Why We Don’t Play Risk Anymore

September 21, 2009

Whenever I describe the particular flavors of games that I tend to play, people always ask, “Are they sort of like Risk?” This has got to be up there with, “You mean like Dungeons and Dragons?” a phrase commonly heard by roleplayers holding conversations with the uninitiated. The equivalent for a hardcore video gamer would be, “So you play games like Pong?” The answer in all three cases is a vague variation on, “Yeah…but the games I play are more fun than that.” I think what gamers mean to say is, “The games I play are more elegant than that.” These hobbies develop, and the mechanics of the past feel cumbersome to regular enthusiasts.

All of this does lead to an interesting question: why don’t I play Risk anymore? It’s sitting upstairs on my game shelf, but it has been banished to the bottom of the pile alongside Clue and Monopoly. I played a decent amount of Risk between 2004-2006, perhaps four games a year, but as my interest in gaming grew, it fell by the wayside. This is due, in large part, to the mechanics.

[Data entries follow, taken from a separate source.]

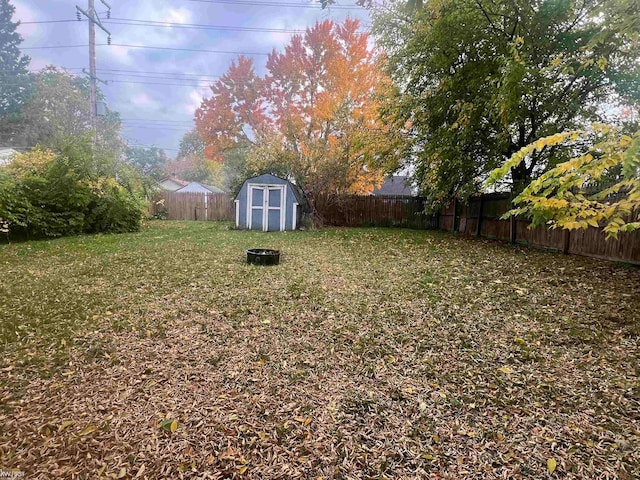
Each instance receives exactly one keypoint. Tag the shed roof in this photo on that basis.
(301, 198)
(396, 185)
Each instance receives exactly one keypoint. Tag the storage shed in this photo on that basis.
(270, 204)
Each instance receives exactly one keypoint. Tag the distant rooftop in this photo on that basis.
(396, 185)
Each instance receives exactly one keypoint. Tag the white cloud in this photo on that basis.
(177, 15)
(194, 101)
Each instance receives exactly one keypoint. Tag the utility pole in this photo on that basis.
(94, 20)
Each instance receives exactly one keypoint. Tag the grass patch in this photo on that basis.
(366, 353)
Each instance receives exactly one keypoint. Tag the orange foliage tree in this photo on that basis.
(313, 116)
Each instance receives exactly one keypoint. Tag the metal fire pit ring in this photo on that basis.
(263, 256)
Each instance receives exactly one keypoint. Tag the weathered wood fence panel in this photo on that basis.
(481, 216)
(590, 242)
(372, 211)
(193, 206)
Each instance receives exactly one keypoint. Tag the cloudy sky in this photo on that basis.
(156, 90)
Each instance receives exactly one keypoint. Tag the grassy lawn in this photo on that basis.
(367, 353)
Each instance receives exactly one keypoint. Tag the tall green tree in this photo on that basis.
(191, 144)
(15, 82)
(59, 108)
(478, 80)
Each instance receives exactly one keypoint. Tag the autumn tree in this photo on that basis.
(598, 187)
(478, 80)
(312, 117)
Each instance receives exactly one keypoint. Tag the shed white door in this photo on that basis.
(266, 207)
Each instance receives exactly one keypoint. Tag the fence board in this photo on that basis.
(193, 206)
(408, 212)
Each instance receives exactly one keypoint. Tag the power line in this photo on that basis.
(160, 77)
(154, 120)
(157, 128)
(161, 24)
(279, 4)
(194, 26)
(157, 73)
(41, 47)
(194, 85)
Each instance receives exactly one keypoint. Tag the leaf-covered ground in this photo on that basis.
(367, 353)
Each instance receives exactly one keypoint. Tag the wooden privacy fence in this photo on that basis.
(479, 217)
(372, 211)
(192, 206)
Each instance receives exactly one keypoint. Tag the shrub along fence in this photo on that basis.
(192, 206)
(479, 217)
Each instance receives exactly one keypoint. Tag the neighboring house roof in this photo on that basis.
(172, 184)
(396, 185)
(197, 187)
(6, 154)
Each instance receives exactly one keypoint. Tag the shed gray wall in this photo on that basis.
(266, 179)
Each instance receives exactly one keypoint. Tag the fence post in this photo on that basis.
(565, 241)
(455, 214)
(480, 213)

Risk is, quite obviously, a dice fest, and one in which I don’t feel the better player comes out on top. Simply put, it has a high degree of randomness to it which detracts from the play experience. In a shorter game, this wouldn’t be as much of a problem, but Risk sessions do have a tendency to stretch past the four hour mark.

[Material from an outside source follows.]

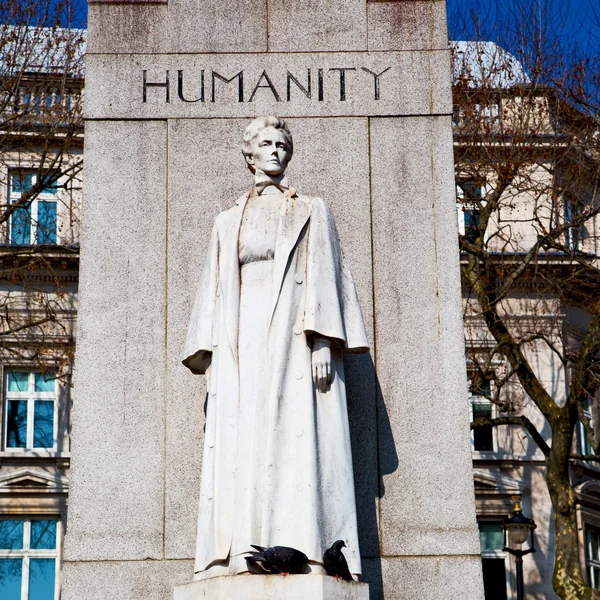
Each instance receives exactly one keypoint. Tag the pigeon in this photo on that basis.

In addition to this, the reinforcement mechanic is just plain whacky. I can’t think of another game in which you get greater numbers of reinforcements as the game progresses. This means the game actually slows down as you play! You think you’ve got your opponent cornered when he turns in a set of Risk cards and suddenly he’s laying out 50 new armies. “Congratulations,” I always think to myself, “You have just extended our play time by another hour…”

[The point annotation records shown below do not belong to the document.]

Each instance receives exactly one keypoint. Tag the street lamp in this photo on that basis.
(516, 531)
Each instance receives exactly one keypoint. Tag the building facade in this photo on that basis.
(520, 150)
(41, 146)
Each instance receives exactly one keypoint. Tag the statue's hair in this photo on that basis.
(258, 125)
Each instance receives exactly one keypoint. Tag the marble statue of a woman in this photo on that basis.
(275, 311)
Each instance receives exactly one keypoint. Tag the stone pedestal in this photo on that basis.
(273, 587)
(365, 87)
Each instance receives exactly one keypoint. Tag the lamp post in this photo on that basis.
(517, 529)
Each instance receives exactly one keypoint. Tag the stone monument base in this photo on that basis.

Last, this game suffers from a defect most older wargames share: players can get knocked out early on in the game. This means one of your buddies faces the awful choice of a) watching over your shoulder for two hours, b) channel surfing while you finish, or c) driving home hours before everyone else.

Risk isn’t a terrible game by any means, but game design has moved beyond it. I think the best thing it offers us hobby enthusiasts is a way to identify people who might be interested the newer games we’re playing. If ever I hear a person say, “We pulled Risk out over Christmas and had a blast,” I know I need to invite him or her to our next gaming get-together. And every niche group needs something to play the role Risk does–it’s a small piece of the hobby that is recognizable by the public and serves as a gateway to more enjoyable and rewarding games.